For verification, we adopt an Agent-as-a-Verifier approach, in which an agent executes tasks directly in a real environment. The reward signal consists of three dimensions:

Execution level: verifying whether the code compiles and runs successfully

Interaction level: interacting with tools and user interfaces to assess whether the business logic is correct

Visual level: scoring based on aesthetic criteria. Although this dimension is inherently subjective, we focus on standards with high inter-rater consistency.

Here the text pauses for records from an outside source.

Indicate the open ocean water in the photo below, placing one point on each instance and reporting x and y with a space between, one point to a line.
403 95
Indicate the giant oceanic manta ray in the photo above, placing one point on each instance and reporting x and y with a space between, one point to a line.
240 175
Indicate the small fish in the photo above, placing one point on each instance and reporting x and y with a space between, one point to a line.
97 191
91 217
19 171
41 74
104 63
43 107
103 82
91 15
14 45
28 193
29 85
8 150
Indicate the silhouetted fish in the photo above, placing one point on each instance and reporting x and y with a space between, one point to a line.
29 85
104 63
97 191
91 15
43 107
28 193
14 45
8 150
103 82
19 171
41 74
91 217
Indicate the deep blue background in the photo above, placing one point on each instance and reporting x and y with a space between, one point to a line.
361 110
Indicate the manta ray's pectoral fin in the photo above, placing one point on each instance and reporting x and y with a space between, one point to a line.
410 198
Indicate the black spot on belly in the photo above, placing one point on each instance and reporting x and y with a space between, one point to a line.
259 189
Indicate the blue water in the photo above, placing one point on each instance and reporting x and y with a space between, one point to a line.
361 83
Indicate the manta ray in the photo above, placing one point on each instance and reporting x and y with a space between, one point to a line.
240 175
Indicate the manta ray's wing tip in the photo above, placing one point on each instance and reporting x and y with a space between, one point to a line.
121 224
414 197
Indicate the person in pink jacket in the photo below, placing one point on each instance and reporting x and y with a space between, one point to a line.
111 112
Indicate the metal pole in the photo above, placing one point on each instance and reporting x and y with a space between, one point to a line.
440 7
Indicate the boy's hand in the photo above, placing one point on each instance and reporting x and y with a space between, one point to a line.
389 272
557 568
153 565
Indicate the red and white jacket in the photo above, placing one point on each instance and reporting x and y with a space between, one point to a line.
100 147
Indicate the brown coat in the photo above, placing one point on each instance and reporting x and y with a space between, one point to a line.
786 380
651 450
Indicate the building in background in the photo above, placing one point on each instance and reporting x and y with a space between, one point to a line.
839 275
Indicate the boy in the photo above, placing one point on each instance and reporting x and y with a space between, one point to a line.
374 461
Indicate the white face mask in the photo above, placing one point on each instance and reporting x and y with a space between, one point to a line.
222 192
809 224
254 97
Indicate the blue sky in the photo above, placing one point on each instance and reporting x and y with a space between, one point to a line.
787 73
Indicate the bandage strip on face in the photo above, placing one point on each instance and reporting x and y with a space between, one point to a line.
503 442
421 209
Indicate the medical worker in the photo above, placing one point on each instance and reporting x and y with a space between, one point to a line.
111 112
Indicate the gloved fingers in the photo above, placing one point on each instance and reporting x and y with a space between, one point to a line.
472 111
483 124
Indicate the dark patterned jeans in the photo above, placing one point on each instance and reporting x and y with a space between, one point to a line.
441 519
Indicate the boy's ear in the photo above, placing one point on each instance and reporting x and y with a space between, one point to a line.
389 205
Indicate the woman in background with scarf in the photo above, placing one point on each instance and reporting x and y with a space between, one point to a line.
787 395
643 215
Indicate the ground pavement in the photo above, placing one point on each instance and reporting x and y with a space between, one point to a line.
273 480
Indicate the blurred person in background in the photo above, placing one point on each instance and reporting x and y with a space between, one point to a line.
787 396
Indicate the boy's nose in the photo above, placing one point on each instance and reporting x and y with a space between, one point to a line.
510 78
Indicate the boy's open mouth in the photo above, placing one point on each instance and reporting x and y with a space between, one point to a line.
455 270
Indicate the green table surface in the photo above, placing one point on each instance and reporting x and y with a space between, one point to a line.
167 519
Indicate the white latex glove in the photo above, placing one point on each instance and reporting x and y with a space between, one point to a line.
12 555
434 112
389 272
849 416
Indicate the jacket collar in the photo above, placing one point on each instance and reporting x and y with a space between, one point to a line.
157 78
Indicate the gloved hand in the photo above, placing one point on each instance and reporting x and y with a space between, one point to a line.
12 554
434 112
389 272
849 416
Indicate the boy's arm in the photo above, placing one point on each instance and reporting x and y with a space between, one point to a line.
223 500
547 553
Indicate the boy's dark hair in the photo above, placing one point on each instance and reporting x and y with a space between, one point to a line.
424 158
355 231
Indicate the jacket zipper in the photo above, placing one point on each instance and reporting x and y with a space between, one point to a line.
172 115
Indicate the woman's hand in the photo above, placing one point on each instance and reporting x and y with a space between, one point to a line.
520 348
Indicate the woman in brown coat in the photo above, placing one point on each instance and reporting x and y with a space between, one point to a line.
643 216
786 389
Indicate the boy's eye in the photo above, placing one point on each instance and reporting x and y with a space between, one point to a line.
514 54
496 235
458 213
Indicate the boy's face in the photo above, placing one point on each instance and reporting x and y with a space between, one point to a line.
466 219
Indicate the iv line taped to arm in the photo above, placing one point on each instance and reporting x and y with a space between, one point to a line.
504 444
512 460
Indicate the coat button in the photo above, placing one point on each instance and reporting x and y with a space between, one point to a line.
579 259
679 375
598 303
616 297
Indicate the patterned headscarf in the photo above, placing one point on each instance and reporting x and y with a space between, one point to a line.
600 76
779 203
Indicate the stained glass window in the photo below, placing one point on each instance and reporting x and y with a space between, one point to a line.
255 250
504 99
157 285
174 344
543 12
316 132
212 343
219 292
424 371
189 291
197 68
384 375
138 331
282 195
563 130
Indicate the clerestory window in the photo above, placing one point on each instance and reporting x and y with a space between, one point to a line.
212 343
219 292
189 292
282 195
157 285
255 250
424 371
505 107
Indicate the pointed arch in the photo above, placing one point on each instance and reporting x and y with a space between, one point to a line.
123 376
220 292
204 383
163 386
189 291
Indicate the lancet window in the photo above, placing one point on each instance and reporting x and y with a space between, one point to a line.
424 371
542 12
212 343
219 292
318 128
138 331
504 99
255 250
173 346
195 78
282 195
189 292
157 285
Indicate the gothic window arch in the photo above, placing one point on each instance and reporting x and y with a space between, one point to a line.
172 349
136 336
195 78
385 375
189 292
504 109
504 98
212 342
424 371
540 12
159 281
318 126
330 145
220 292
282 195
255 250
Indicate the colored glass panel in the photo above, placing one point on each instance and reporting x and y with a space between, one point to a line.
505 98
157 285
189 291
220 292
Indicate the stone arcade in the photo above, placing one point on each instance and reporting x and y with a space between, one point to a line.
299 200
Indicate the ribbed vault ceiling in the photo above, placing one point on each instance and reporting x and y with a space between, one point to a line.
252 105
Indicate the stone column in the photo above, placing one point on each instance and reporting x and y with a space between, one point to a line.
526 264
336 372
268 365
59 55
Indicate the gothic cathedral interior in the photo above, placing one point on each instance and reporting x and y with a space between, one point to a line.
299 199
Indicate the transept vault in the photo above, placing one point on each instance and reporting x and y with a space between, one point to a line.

Compared to traditional LLM-as-a-Judge methods that rely solely on static screenshots for evaluation, Agent-based verification enables dynamic interaction, providing a more comprehensive view of bugs and implementation flaws.

SWE-Revier & OctoBench

The other two benchmarks are SWE-Review and OctoBench.
SWE-Review targets review scenarios within the development pipeline. It is designed as a benchmark suite covering multiple programming languages and diverse use cases, with metrics that jointly consider recall and hallucination rate.
OctoBench evaluates an agent's instruction-following capability in agentic settings. Unlike traditional instruction-following (IF) leaderboards, where instructions typically originate only from the user or system prompts, instructions in agent-based scenarios may also come from system reminders, Claude.md files, or tool schemas. OctoBench is developed in-house and employs checklist-based, rubric-driven scoring to perform the evaluation.

Finally, regarding this metric: compared to M2, M2.1 shows a notable overall improvement as a result of several targeted optimizations, including gains on SWE-Review and OctoBench in terms of instruction-following performance.